José Mourinho, who currently coaches Tottenham Hotspurs, is also one of them. When a journalist once asked him if he still considered himself the greatest coach in the world despite his growing lack of titles, the Portuguese hit back: “Have you ever had time to study philosophers, Hegel for example?” When the reporter replied no, Mourinho confronted him with his proud life’s work as a coach, calling as a witness the Swabian thinker second only to Einstein: “Hegel says: the truth is the total.”

Philosophy is the search for answers to all the fundamental questions of the world and football. So nowadays every demanding coach pontificates at least with the sentence: “We have to create superior numbers everywhere on the pitch, that’s my philosophy.” Without such philosophies, a game is no longer even kicked off, and the whole world hangs on the lips of the associated luminaries. Even goal scorers without a high school diploma sometimes wrinkle their furrowed thinking foreheads in intellectual forward momentum and hurl the grave realisation into the microphones: “We’ve implemented the coach’s philosophy perfectly.”

Inevitably, football philosophy has at some point become the icing on the cake of all philosophies; in its shadow, the philosophy of nature, the philosophy of history, the philosophy of language and the philosophy of culture could meekly pack up. Even in coach education, it is for good reason that not the old farts Confucius, Nietzsche or Kant are taught, but the modern philosophers, from Sepp Herberger (“The next game is always the hardest”) to Franz Beckenbauer (“We”see”) to the most profound of all philosophies: “A rolling ball never gathers moss” (TV presenter Reinhold Beckmann). At some point, this constant striving of the human mind to recognise the interconnections of being led the great Italian Giovanni Trapattoni to fully pronounce the ultimate truth:

Football is ding, dang, dong.

Finally, someone said it.

But that was probably too much of a good thing. It’s not good when the air in the ball starts talking, say the conventional philosophers, shaking their heads, and now they are slowly but surely fighting back against the kicking masterminds. The philosophy magazine “Hohe Luft”, which brings us back to Jogi Löw for a moment, has asked the rebellious question in the direction of the national coach: “How can you scratch your balls in front of TV cameras and then also sniff your own hand?”
The headline of the thought-provoking pamphlet was “The Philosophy of Ball Scratching.”

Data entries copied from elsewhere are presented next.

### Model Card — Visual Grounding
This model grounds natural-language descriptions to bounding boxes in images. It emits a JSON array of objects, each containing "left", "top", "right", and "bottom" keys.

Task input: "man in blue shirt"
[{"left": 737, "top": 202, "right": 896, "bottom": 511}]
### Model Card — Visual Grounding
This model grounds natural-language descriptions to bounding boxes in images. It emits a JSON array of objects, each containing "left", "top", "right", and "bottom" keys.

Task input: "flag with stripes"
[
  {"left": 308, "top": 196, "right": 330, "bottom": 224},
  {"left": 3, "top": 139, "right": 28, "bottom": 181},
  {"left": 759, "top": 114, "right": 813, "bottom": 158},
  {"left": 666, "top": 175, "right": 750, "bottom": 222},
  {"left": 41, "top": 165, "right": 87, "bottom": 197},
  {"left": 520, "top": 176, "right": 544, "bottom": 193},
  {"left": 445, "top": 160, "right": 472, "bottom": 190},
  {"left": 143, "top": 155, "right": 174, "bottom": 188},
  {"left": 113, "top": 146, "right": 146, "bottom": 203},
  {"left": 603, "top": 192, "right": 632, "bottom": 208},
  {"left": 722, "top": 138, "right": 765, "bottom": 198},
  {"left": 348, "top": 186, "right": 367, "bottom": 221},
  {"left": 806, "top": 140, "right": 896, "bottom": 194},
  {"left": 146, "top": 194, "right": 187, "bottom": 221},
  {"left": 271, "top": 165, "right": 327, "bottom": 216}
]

But José Mourinho, in particular, has been on the receiving end since he described in kitchen philosophy terms that developing a football talent is comparable to making a good omelette. “Everything depends on the quality of the eggs in the supermarket,” Mourinho said, “without first-class eggs, you have a problem.” To which a critical detractor promptly asked publicly, “Is Jose a philosophical genius – or just hungry for an omelette?”

In any case, the philosophers are fed up. They are now reminding the footballers of the tried-and-tested wall slogan: “Man should leave the thinking to the horses, they have bigger heads.